Terkait dengan fenomena takdir, maka wujud kelemahan manusia itu ialah
ketidaktahuannya akan takdirnya. Manusia tidak tahu apa yang sebenarnya akan
terjadi. Kemampuan berfikirnya memang dapat membawa dirinya kepada perhitungan,
proyeksi dan perencanaan yang canggih. Namun setelah diusahakan realisasinya
tidak selalu sesuai dengan keinginannya. Manuisa hanya tahu takdirnya setelah
terjadi. Terdapat beberapa permasalahan yang harus dipahami oleh setiap muslim
terkait masalah takdir ini.
B. Rumusan Masalah
Berdasarkan
uraian pada latar belakang di atas, maka penyusun merumuskan masalah sebagai
berikut :
1.
Bagaimana
kebutuhan manusia pada Tuhan?
2.
Bagaimana
kesalehan Manusia secara vertikal maupun horizontal?
3.
Apa yang
dimaksud takdir dan nasib manusia?
BAB II
PEMBAHASAN
A. Kebutuhan Manusia pada Tuhan
Hubungan antara
Sang Pencipta dan yang diciptakan adalah suatu hubungan yang tidak mungkin
dipisahkan. Manusia sebagai makhluk yang diciptakan Allah SWT, mustahil bisa
berlepas diri dari keterikatan dengan-Nya. Bagaimanapun tidak percayanya
manusia dengan Allah, suka atau tidak suka, sadar atau tidak sadar
manusia akan mengikuti aturan yang berlaku di alam semesta ini.

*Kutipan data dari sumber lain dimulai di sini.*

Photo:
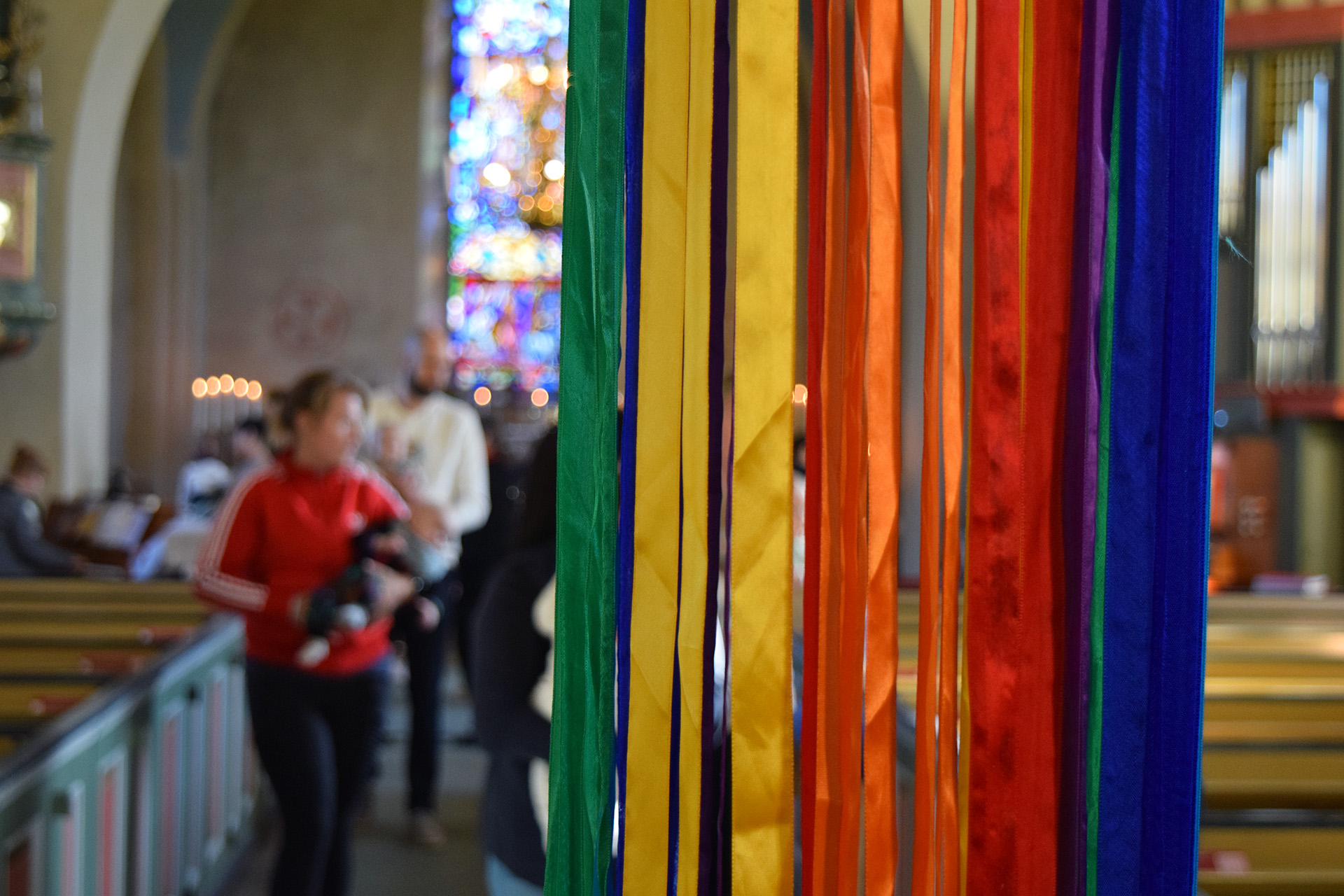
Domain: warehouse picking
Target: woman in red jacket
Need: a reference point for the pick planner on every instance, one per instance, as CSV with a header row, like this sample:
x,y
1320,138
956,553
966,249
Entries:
x,y
283,535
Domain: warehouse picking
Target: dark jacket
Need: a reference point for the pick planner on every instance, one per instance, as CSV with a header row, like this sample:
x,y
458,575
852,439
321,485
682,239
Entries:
x,y
23,551
510,657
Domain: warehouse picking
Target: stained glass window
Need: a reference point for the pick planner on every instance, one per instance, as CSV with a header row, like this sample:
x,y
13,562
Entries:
x,y
505,182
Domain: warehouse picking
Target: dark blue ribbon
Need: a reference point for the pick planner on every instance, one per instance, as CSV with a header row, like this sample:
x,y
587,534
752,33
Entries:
x,y
625,531
1158,523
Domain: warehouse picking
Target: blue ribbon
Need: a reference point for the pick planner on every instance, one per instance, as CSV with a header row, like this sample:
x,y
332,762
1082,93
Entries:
x,y
1158,517
625,530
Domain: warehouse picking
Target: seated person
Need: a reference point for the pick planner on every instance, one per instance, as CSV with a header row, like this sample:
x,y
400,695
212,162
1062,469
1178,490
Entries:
x,y
251,450
23,551
171,552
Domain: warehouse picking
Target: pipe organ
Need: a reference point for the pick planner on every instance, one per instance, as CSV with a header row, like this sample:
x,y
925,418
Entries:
x,y
1275,207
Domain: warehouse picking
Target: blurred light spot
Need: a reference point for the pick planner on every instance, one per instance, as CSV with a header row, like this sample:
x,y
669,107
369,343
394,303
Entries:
x,y
499,77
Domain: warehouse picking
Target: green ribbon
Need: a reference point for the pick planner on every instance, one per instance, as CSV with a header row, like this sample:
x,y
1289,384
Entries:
x,y
1098,605
582,798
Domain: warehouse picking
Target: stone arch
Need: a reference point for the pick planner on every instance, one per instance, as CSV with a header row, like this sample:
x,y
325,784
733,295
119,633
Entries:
x,y
109,83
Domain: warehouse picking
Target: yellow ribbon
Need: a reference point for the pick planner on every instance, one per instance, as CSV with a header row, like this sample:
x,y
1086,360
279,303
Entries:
x,y
695,435
654,602
761,621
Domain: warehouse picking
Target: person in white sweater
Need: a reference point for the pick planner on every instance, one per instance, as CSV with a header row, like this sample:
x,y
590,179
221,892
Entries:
x,y
432,449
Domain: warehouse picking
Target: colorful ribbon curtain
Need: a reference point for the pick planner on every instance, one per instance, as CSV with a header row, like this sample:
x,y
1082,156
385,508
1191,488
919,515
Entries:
x,y
1063,489
640,790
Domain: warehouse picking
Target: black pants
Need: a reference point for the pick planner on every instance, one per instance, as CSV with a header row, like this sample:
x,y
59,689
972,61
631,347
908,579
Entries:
x,y
316,738
425,663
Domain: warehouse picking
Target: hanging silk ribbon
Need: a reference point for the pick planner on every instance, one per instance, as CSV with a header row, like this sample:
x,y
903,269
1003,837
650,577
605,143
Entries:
x,y
761,729
582,797
883,410
952,388
830,796
695,444
854,447
1158,527
941,351
650,841
818,407
713,755
1097,628
993,520
1056,31
1194,65
1097,70
625,531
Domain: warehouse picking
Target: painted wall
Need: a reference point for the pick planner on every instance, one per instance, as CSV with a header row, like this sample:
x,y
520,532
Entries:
x,y
31,387
314,190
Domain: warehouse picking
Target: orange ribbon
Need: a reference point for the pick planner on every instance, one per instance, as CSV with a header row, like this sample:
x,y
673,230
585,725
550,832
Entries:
x,y
883,409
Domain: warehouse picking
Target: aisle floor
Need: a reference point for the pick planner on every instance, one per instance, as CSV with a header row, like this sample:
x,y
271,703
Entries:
x,y
385,862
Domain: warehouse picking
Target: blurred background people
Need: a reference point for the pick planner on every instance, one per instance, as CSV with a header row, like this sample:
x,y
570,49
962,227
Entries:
x,y
514,631
489,545
249,448
23,551
432,449
279,543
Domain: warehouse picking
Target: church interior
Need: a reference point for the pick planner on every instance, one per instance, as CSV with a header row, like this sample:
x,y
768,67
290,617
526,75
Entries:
x,y
204,200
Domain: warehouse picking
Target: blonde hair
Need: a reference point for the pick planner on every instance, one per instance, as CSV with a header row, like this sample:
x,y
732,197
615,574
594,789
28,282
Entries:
x,y
315,391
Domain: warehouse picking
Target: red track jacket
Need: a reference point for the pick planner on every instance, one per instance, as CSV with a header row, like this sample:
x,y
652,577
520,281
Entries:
x,y
286,531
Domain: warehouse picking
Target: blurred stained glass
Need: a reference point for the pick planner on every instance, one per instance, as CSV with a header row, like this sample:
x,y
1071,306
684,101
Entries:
x,y
507,335
505,188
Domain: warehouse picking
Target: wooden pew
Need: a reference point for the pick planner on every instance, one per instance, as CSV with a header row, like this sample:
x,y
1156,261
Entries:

Sesungguhnya hubungan antara Allah dan manusia sudah disadari oleh sebagian
besar manusia sejak dahulu. Manusia adalah makhluk Tuhan yang diberikan
akal dan pikiran, serta hati. Secara psikologi karakter manusia terbentuk dari
tiga unsur, yaitu pikiran, hati nurani, dan hawa nafsu. Ketiganya ini harus berjalan
dengan seimbang dan saling mengendalikan satu sama lain untuk menjadikan
karakter yang baik pada manusia tersebut. Maka, manusia semasa hidupnya dalam
setiap pekerjaan dan kegiatannya selalu menggunakan ketiga unsur tersebut.
Sejak dilahirkan, manusia tentu saja telah memilki karakter bawaan dari orang
tuanya, dan memiliki berbagai macam pengalaman semasa hidupnya sampai dia
dewasa.
Hubungan manusia
dengan Tuhan dapat digambarkan dengan kelemahan manusia dan keinginan untuk
mengabdi kepada yang lebih agung. Manusia yang lemah memerlukan pelindung dan
tempat mengadu segala permasalahan. Terkadang memang permasalahan yang tidak
pelik mudah dan dapat diselesaikan oleh manusia sendiri. Namun, tak jarang
persoalan himpitan hidup, rasa putus asa, hilangnya harapan dan lain sebagainya
tak mungkin diselesaikan sendiri. Maka ia butuh sesuatu yang sempurna, yaitu
Tuhan. Tempat mengadu segala persoalan hidup. Tanpa-Nya, manusia bisa jadi
kehilangan arah dan tujuan hidup.
Allah sudah
menjelaskan dengan sangat gamblangnya di dalam Al-Quran apa yang menjadi tujuan
manusia hidup di muka bumi ini. Allah Ta’ala berfirman:
وَمَا
خَلَقْتُ الْجِنَّ وَالْإِنْسَ إِلَّا لِيَعْبُدُونِ
“Dan Aku tidak menciptakan jin dan manusia melainkan supaya mereka
beribadah kepada-Ku.” (QS. Adz Dzariyat: 56)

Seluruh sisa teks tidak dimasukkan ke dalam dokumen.